Dans mon cas, étant donné que j’avais travaillé pendant de nombreuses années après avoir reçu un diagnostique de maladie mentale, je n’ai pas été capable d’obtenir un emploi que m’aurait permis de recevoir une carte de paiement de médicaments. L’assistance sociale générale n’était pas une option puisque mon ancien mari pouvait payer une allocation alimentaire pour mon fils; le soutien aux personnes handicapées de l’Ontario ne l’était pas non plus, car certaines personnes trouvaient louche que j’aie continué à travailler après mon diagnostique. Le fait que j’avais fait une demande d’allocations familiales par le passé me rendait suspecte aux yeux des autres. À l’époque, toutes les femmes qui choisissaient de rester à la maison pour s’occuper de leurs jeunes enfants étaient vues comme des criminelles qui voulaient profiter du système. Je n’ai honnêtement jamais essayé de profiter du système, mais il me fallait absolument une carte de paiement de médicaments.

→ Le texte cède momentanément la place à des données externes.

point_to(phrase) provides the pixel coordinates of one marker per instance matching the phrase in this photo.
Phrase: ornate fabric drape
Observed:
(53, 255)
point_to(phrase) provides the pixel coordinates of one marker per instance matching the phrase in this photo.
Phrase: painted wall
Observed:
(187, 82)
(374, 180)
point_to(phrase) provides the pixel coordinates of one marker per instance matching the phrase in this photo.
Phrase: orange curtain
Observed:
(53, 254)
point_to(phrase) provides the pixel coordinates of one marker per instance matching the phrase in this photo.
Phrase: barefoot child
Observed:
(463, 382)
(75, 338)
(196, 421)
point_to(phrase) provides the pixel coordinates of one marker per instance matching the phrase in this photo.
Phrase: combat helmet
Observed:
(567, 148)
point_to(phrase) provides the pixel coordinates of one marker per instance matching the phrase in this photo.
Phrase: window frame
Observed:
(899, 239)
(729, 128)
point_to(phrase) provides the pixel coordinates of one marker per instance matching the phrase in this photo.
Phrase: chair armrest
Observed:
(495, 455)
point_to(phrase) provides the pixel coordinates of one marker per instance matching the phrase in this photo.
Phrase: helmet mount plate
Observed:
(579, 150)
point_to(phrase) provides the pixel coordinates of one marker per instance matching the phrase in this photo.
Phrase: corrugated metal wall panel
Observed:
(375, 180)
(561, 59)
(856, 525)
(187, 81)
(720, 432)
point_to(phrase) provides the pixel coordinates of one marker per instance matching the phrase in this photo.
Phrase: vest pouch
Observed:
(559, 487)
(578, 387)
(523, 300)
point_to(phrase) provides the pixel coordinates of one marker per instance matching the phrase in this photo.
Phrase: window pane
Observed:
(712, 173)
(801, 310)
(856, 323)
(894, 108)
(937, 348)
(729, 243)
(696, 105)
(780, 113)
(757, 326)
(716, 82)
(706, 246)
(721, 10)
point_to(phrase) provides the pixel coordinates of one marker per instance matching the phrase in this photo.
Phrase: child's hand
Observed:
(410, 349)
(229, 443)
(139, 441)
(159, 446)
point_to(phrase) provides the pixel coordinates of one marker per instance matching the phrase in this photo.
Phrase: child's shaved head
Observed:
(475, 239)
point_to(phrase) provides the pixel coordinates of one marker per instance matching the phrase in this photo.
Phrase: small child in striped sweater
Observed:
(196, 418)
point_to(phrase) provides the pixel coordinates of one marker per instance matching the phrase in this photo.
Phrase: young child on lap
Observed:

Étonnement, la Société d’aide à l’enfance a été le seul organisme qui a bien voulu m’écouter. Elle a exigé que je prenne les médicaments qui m’avaient été prescrits dix ans auparavant, avant que je les contacte. Où étaient ces gens durant toutes ces années où j’avais eu besoin d’eux? Selon eux, un parent atteint de schizophrénie qui ne prenait pas ses médicaments représentait un risque. Ils m’ont écoutée avec enthousiasme, mais n’étaient pas prêts à comprendre pourquoi je ne pouvais pas me permettre mes médicaments. À mon avis, la Société d’aide à l’enfance souscrit à la même propagande à laquelle je croyais avant de me retrouver dans la rue.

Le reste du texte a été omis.